Public transit can definitely take more time than hiring a driver or flying from one place to the next, but it can also save you lots of money. Try to learn the local bus or train system in your destination, and travel like the locals do. Better yet, walk. You'll see—and experience—even more.
Voluntourism, the act of combining volunteering with tourism, is a trend that's gaining a lot of steam these days, and it's helping many cash-strapped travelers see the world on very little money. Volunteering your time in exchange for support from the local communities can be a great—and cheap—way to explore new countries. There are many organizations that offer volunteer experiences at home and abroad.

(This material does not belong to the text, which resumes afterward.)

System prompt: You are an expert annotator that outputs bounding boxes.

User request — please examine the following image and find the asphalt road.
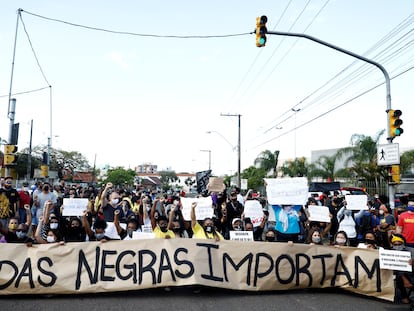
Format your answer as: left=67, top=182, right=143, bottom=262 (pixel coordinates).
left=0, top=287, right=410, bottom=311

Worried that you don't have the money to go skydiving in New Zealand or whitewater rafting in Switzerland? Nonsense. If those things are that important to you, there are ways to make them happen with careful spending. Eat at home a few days in a row to save on restaurant costs, then go out and have the experience that you'll always remember.
There are tons of opportunities for travelers to work while on the road, even on short trips. World Wide Opportunities on Organic Farms (or WWOOFing) is a popular option for travelers to eat and stay for free in exchange for a few hours of work per day. Look into the work opportunities in your destination city and find out how you can not only save money while you're traveling—but make money, too.